The lineup for the 46th Kent State Folk Festival (all concerts at The Kent Stage unless otherwise noted):
- Thursday, Sept. 20 at 8 p.m.: Delhi 2 Dublin (Manchester Field at Kent State University) – FREE.
- Thursday, Sept. 20 at 8 p.m.: John Gorka and Tracy Grammer – $21.
- Friday, Sept. 21 (various times): Folk Alley ‘Round Town (35 venues throughout Kent) – FREE.
- Friday, Sept. 21 at 8 p.m.: Over the Rhine with Girlyman – $26.

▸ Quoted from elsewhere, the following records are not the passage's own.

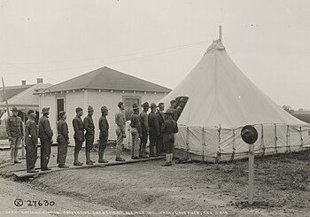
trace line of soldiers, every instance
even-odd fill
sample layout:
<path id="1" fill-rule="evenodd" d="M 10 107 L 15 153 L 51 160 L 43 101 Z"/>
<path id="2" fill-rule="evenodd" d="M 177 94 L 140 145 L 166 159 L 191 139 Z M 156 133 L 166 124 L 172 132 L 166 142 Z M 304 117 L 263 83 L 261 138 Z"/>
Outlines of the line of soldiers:
<path id="1" fill-rule="evenodd" d="M 174 103 L 174 102 L 172 102 Z M 143 112 L 139 114 L 139 106 L 133 105 L 134 113 L 130 117 L 132 135 L 131 158 L 133 159 L 148 159 L 149 157 L 162 156 L 166 154 L 166 164 L 171 166 L 174 136 L 178 132 L 176 120 L 177 110 L 172 105 L 164 112 L 165 105 L 159 103 L 159 106 L 148 102 L 142 105 Z M 147 112 L 151 107 L 151 112 Z M 157 109 L 159 107 L 159 109 Z M 173 119 L 174 115 L 175 120 Z M 150 139 L 150 156 L 146 154 L 145 147 Z"/>
<path id="2" fill-rule="evenodd" d="M 178 132 L 176 120 L 179 116 L 178 110 L 175 108 L 175 100 L 171 101 L 171 106 L 164 112 L 165 105 L 159 103 L 159 106 L 156 104 L 151 104 L 151 112 L 147 112 L 150 109 L 149 103 L 145 102 L 142 107 L 143 112 L 139 114 L 139 107 L 134 104 L 134 113 L 130 117 L 130 127 L 132 134 L 132 151 L 133 159 L 147 159 L 146 143 L 150 136 L 150 157 L 162 156 L 166 153 L 166 164 L 164 166 L 172 165 L 173 150 L 174 143 L 174 134 Z M 124 113 L 124 104 L 118 104 L 119 111 L 115 114 L 116 128 L 116 161 L 125 161 L 122 159 L 121 152 L 124 148 L 124 138 L 126 137 L 125 125 L 126 119 Z M 159 107 L 159 109 L 157 109 Z M 19 110 L 16 107 L 12 108 L 13 115 L 7 121 L 7 134 L 11 147 L 12 164 L 20 163 L 17 159 L 18 149 L 21 140 L 24 139 L 26 143 L 26 162 L 27 171 L 28 173 L 36 173 L 35 165 L 37 159 L 37 144 L 38 138 L 41 142 L 41 169 L 43 171 L 50 170 L 48 167 L 50 156 L 50 146 L 53 143 L 53 130 L 50 128 L 49 114 L 50 108 L 44 107 L 42 109 L 43 116 L 39 120 L 38 128 L 35 124 L 35 112 L 29 110 L 27 112 L 28 120 L 26 122 L 25 134 L 23 130 L 23 123 L 20 117 L 17 114 Z M 90 151 L 94 147 L 95 139 L 95 125 L 92 119 L 94 108 L 88 107 L 88 115 L 81 120 L 83 110 L 81 107 L 75 109 L 76 116 L 74 118 L 72 124 L 74 127 L 74 166 L 82 166 L 83 163 L 79 161 L 79 152 L 82 143 L 85 141 L 85 155 L 86 164 L 93 165 L 95 161 L 90 159 Z M 109 123 L 106 116 L 108 109 L 106 106 L 101 107 L 101 117 L 99 119 L 99 150 L 98 150 L 98 163 L 107 163 L 104 159 L 104 152 L 107 146 L 109 137 Z M 58 143 L 58 157 L 57 163 L 58 167 L 68 167 L 66 165 L 67 154 L 67 145 L 70 143 L 68 136 L 68 126 L 66 121 L 66 113 L 64 111 L 59 112 L 60 120 L 58 122 L 57 143 Z M 85 131 L 85 134 L 84 134 Z"/>

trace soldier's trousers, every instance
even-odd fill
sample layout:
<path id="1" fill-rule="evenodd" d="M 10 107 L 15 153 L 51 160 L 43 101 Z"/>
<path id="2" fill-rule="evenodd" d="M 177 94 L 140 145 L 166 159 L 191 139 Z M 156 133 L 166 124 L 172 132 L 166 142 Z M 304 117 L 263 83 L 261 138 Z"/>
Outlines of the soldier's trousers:
<path id="1" fill-rule="evenodd" d="M 157 154 L 157 134 L 150 132 L 150 156 L 154 157 Z"/>
<path id="2" fill-rule="evenodd" d="M 27 171 L 35 168 L 37 157 L 37 148 L 35 147 L 35 143 L 29 138 L 26 138 L 26 165 Z"/>
<path id="3" fill-rule="evenodd" d="M 13 160 L 17 159 L 17 154 L 19 151 L 20 143 L 21 143 L 21 137 L 12 137 L 12 141 L 10 143 L 10 149 L 11 149 L 11 158 Z"/>
<path id="4" fill-rule="evenodd" d="M 99 137 L 99 150 L 98 150 L 99 159 L 104 159 L 105 150 L 107 144 L 108 144 L 108 141 L 106 139 Z"/>
<path id="5" fill-rule="evenodd" d="M 62 141 L 58 141 L 58 145 L 57 149 L 57 163 L 58 165 L 65 165 L 66 153 L 68 151 L 68 143 L 66 139 Z"/>
<path id="6" fill-rule="evenodd" d="M 46 169 L 50 161 L 50 140 L 41 141 L 41 169 Z"/>
<path id="7" fill-rule="evenodd" d="M 157 154 L 160 155 L 164 152 L 163 150 L 163 135 L 160 134 L 159 136 L 157 136 Z"/>
<path id="8" fill-rule="evenodd" d="M 124 135 L 119 127 L 116 128 L 116 158 L 120 158 L 124 148 Z"/>
<path id="9" fill-rule="evenodd" d="M 139 157 L 139 149 L 141 144 L 140 135 L 136 128 L 131 129 L 132 144 L 131 144 L 131 157 Z"/>
<path id="10" fill-rule="evenodd" d="M 95 136 L 93 134 L 86 134 L 85 135 L 85 141 L 86 141 L 85 150 L 86 150 L 86 151 L 90 151 L 93 149 L 94 139 L 95 139 Z"/>

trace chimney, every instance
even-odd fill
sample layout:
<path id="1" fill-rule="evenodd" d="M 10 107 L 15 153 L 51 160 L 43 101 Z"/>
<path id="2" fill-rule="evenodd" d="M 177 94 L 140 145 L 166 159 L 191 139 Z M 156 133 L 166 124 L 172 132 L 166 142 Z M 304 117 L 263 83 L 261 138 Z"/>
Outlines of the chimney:
<path id="1" fill-rule="evenodd" d="M 36 79 L 36 83 L 43 83 L 43 78 L 37 78 Z"/>

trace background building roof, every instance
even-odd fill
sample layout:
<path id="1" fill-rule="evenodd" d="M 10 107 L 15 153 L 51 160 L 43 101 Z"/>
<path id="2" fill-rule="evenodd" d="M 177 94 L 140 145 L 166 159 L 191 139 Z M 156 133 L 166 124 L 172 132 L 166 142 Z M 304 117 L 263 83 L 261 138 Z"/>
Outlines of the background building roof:
<path id="1" fill-rule="evenodd" d="M 109 89 L 170 92 L 163 86 L 131 76 L 106 66 L 81 74 L 50 88 L 50 92 L 73 89 Z"/>

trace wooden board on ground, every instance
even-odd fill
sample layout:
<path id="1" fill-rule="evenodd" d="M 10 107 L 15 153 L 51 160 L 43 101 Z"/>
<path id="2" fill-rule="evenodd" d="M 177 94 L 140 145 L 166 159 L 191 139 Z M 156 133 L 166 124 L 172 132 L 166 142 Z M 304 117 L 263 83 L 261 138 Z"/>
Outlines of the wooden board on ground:
<path id="1" fill-rule="evenodd" d="M 50 167 L 51 170 L 41 171 L 37 170 L 38 173 L 27 173 L 26 170 L 19 171 L 14 173 L 14 175 L 18 178 L 26 178 L 26 177 L 33 177 L 35 175 L 49 174 L 57 171 L 67 170 L 67 169 L 82 169 L 82 168 L 90 168 L 90 167 L 105 167 L 106 166 L 114 166 L 114 165 L 122 165 L 122 164 L 131 164 L 137 163 L 143 161 L 149 161 L 153 159 L 164 159 L 164 156 L 154 157 L 151 159 L 128 159 L 126 161 L 112 161 L 105 164 L 95 163 L 94 165 L 82 165 L 82 166 L 69 166 L 68 168 L 59 168 L 58 167 Z"/>

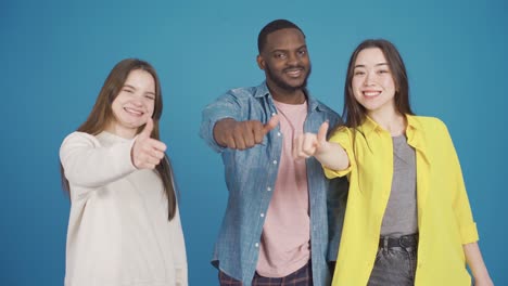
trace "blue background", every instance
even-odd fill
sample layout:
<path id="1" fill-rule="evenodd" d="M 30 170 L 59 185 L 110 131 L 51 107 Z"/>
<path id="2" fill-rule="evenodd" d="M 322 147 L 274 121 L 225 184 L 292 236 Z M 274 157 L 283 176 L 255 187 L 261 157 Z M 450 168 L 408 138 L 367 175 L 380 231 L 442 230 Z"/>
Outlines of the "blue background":
<path id="1" fill-rule="evenodd" d="M 181 191 L 191 285 L 216 285 L 209 264 L 227 198 L 219 155 L 199 138 L 202 108 L 264 79 L 259 29 L 289 18 L 307 36 L 313 94 L 342 112 L 351 52 L 393 41 L 412 107 L 454 138 L 494 282 L 506 269 L 507 2 L 493 1 L 14 1 L 0 3 L 0 284 L 62 285 L 69 203 L 58 152 L 91 110 L 111 68 L 140 57 L 157 69 L 162 139 Z M 436 233 L 435 235 L 441 235 Z"/>

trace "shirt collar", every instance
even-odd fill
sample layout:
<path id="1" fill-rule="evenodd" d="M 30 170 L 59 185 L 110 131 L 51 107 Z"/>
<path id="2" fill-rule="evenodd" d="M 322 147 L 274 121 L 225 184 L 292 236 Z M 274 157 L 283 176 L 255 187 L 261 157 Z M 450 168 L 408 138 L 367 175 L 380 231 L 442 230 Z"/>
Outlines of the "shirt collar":
<path id="1" fill-rule="evenodd" d="M 319 102 L 310 95 L 307 89 L 305 89 L 304 92 L 305 92 L 305 95 L 307 96 L 308 109 L 309 110 L 317 109 L 319 106 Z M 268 96 L 271 100 L 274 100 L 274 96 L 271 96 L 268 86 L 266 86 L 266 80 L 263 81 L 259 86 L 257 86 L 256 91 L 254 92 L 254 98 L 263 98 L 263 96 Z"/>
<path id="2" fill-rule="evenodd" d="M 414 115 L 406 114 L 407 127 L 406 127 L 406 136 L 407 143 L 415 148 L 422 148 L 422 138 L 421 138 L 421 123 L 417 120 Z M 359 126 L 359 130 L 367 138 L 376 131 L 384 131 L 381 126 L 379 126 L 373 119 L 369 116 L 365 117 L 364 122 Z M 385 131 L 384 131 L 385 132 Z"/>

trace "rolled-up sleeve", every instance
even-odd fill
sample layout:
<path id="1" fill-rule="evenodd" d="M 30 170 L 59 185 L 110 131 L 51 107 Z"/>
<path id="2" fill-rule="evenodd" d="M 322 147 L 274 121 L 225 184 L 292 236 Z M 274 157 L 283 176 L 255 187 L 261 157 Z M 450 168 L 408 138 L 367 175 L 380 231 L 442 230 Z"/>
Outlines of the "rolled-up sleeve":
<path id="1" fill-rule="evenodd" d="M 202 112 L 200 136 L 215 152 L 223 152 L 225 148 L 217 144 L 214 138 L 214 127 L 217 121 L 225 118 L 232 118 L 237 121 L 242 119 L 242 112 L 236 98 L 230 92 L 221 95 L 215 102 L 208 104 Z"/>

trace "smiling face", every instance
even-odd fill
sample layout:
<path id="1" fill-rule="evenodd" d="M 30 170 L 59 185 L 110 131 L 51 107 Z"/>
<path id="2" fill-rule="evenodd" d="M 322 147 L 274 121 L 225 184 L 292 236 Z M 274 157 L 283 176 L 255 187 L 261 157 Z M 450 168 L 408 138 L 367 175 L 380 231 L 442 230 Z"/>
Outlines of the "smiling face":
<path id="1" fill-rule="evenodd" d="M 124 82 L 111 109 L 113 118 L 106 131 L 134 138 L 139 127 L 152 117 L 155 104 L 155 80 L 142 69 L 134 69 Z"/>
<path id="2" fill-rule="evenodd" d="M 272 90 L 284 93 L 300 91 L 305 88 L 310 74 L 305 36 L 296 28 L 269 34 L 257 64 L 265 70 L 267 84 Z"/>
<path id="3" fill-rule="evenodd" d="M 395 81 L 390 65 L 379 48 L 361 50 L 356 57 L 352 89 L 367 114 L 395 113 Z"/>

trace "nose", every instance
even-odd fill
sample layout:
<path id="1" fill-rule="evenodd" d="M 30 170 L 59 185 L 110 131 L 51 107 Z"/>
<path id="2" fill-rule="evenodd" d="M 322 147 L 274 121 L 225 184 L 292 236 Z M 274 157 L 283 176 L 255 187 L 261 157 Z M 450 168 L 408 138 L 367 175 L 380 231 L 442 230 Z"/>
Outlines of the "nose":
<path id="1" fill-rule="evenodd" d="M 289 65 L 299 65 L 300 64 L 300 56 L 296 53 L 289 53 L 288 64 Z"/>
<path id="2" fill-rule="evenodd" d="M 367 73 L 365 75 L 364 84 L 365 86 L 372 86 L 374 83 L 374 75 L 372 73 Z"/>
<path id="3" fill-rule="evenodd" d="M 136 105 L 136 106 L 142 106 L 142 105 L 143 105 L 143 102 L 142 102 L 142 101 L 143 101 L 142 98 L 135 96 L 135 98 L 132 99 L 131 102 L 132 102 L 132 104 Z"/>

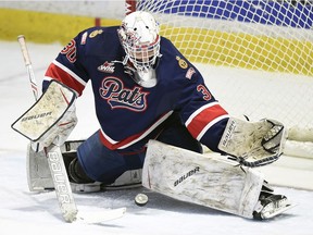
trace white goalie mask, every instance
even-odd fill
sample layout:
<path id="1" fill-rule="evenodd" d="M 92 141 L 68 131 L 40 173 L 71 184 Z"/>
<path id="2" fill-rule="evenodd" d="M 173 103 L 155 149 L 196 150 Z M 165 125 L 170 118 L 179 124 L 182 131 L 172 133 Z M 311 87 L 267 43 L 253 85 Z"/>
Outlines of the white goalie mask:
<path id="1" fill-rule="evenodd" d="M 156 85 L 155 64 L 160 54 L 159 24 L 148 12 L 133 12 L 117 29 L 121 44 L 135 69 L 135 82 L 143 87 Z"/>

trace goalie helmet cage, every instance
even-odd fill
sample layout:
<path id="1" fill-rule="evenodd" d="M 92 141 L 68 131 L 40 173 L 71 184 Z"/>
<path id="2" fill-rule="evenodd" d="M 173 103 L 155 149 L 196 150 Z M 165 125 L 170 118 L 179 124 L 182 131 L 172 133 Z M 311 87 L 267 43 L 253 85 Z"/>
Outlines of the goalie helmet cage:
<path id="1" fill-rule="evenodd" d="M 155 16 L 229 113 L 279 120 L 289 140 L 313 143 L 312 1 L 126 0 L 126 9 Z"/>

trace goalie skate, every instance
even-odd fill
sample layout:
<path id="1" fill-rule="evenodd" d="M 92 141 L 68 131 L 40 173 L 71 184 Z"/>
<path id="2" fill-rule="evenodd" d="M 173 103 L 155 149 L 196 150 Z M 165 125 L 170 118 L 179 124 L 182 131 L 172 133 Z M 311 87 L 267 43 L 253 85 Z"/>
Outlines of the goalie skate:
<path id="1" fill-rule="evenodd" d="M 63 160 L 68 165 L 76 157 L 76 149 L 84 140 L 70 140 L 61 146 Z M 54 189 L 48 161 L 43 151 L 35 152 L 30 146 L 27 148 L 27 181 L 30 191 L 45 191 Z M 95 193 L 101 190 L 114 190 L 141 187 L 141 169 L 127 171 L 122 174 L 113 184 L 104 185 L 99 182 L 88 184 L 76 184 L 71 182 L 73 193 Z"/>
<path id="2" fill-rule="evenodd" d="M 292 205 L 286 196 L 284 195 L 261 195 L 260 200 L 256 205 L 256 209 L 253 212 L 254 220 L 268 220 L 285 211 L 293 208 Z"/>

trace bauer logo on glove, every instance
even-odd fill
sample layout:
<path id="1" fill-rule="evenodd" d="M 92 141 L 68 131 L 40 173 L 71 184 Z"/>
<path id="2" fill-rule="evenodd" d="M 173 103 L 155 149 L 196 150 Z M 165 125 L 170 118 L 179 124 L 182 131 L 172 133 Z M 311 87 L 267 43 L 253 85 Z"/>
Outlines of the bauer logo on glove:
<path id="1" fill-rule="evenodd" d="M 12 124 L 12 128 L 28 138 L 35 151 L 52 143 L 61 146 L 77 123 L 75 100 L 72 89 L 52 81 L 38 101 Z"/>
<path id="2" fill-rule="evenodd" d="M 218 149 L 246 166 L 261 166 L 276 161 L 283 153 L 286 128 L 275 120 L 248 122 L 230 118 Z"/>

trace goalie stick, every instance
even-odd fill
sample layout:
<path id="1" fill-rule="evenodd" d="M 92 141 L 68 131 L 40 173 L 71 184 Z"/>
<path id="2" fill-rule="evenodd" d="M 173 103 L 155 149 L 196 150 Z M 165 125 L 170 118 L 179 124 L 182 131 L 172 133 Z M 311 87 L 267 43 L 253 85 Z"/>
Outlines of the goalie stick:
<path id="1" fill-rule="evenodd" d="M 17 37 L 17 41 L 21 46 L 22 54 L 24 58 L 24 63 L 27 70 L 30 87 L 35 97 L 35 100 L 38 100 L 38 86 L 35 79 L 35 74 L 33 71 L 30 57 L 28 54 L 28 49 L 26 47 L 26 40 L 24 35 Z M 68 176 L 66 173 L 65 164 L 63 161 L 62 152 L 59 146 L 51 145 L 45 148 L 45 153 L 49 164 L 50 173 L 52 176 L 54 190 L 59 207 L 61 209 L 62 217 L 66 222 L 83 221 L 86 223 L 101 223 L 108 220 L 117 219 L 124 215 L 126 208 L 114 209 L 110 211 L 101 211 L 97 214 L 89 213 L 78 213 L 72 188 L 70 185 Z M 28 169 L 28 168 L 27 168 Z M 89 218 L 84 218 L 84 214 Z"/>

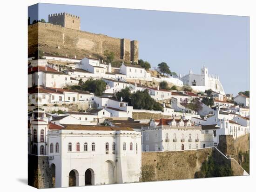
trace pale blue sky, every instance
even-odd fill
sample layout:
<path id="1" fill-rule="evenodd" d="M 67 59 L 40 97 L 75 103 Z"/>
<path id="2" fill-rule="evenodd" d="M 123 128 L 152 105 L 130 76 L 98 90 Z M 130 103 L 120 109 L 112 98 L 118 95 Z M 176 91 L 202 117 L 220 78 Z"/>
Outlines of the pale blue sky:
<path id="1" fill-rule="evenodd" d="M 39 10 L 38 13 L 37 10 Z M 249 17 L 40 3 L 28 8 L 32 23 L 68 13 L 81 30 L 139 41 L 139 58 L 172 71 L 219 74 L 226 94 L 249 90 Z"/>

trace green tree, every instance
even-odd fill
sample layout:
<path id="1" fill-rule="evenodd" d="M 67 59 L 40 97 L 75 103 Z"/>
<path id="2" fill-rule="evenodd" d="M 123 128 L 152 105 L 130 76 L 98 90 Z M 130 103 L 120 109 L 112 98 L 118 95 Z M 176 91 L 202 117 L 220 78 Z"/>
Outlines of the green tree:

- Saturday, Sept. 22, 12 p.m.-5 p.m.: Workshops (9 venues throughout Kent) – FREE.
- Saturday, Sept. 22 at 8 p.m.: Legends of Folk featuring Tom Paxton, The Red Clay Ramblers and John McCutcheon – $43 gold circle, $30 reserved.
IMAGE: The bass player for Johnny and the Apple Stompers enjoys the moment during a performance in Acorn Alley, during the 2012 Kent State Folk Festival.
Festival support is provided by Kent State, the city of Kent, Cascade Auto Group, Great Lakes Brewing Company, Audio-Technica, Lehman’s, PARTA and Dominion East Ohio.
WKSU broadcasts NPR and classical music at 89.7 FM, and is a service of Kent State University. WKSU programming is also heard on WKRW 89.3 FM in Wooster, WKRJ 91.5 FM in Dover/New Philadelphia, WKSV 89.1 FM in Thompson, WNRK 90.7 in Norwalk and W239AZ 95.7 FM in Ashland. The station broadcasts four HD Radio channels – adding WKSU-2 Folk Alley, WKSU-3 The Classical Channel and WKSU-4 The News Channel to the analog broadcast schedule. The WKSU website is www.wksu.org.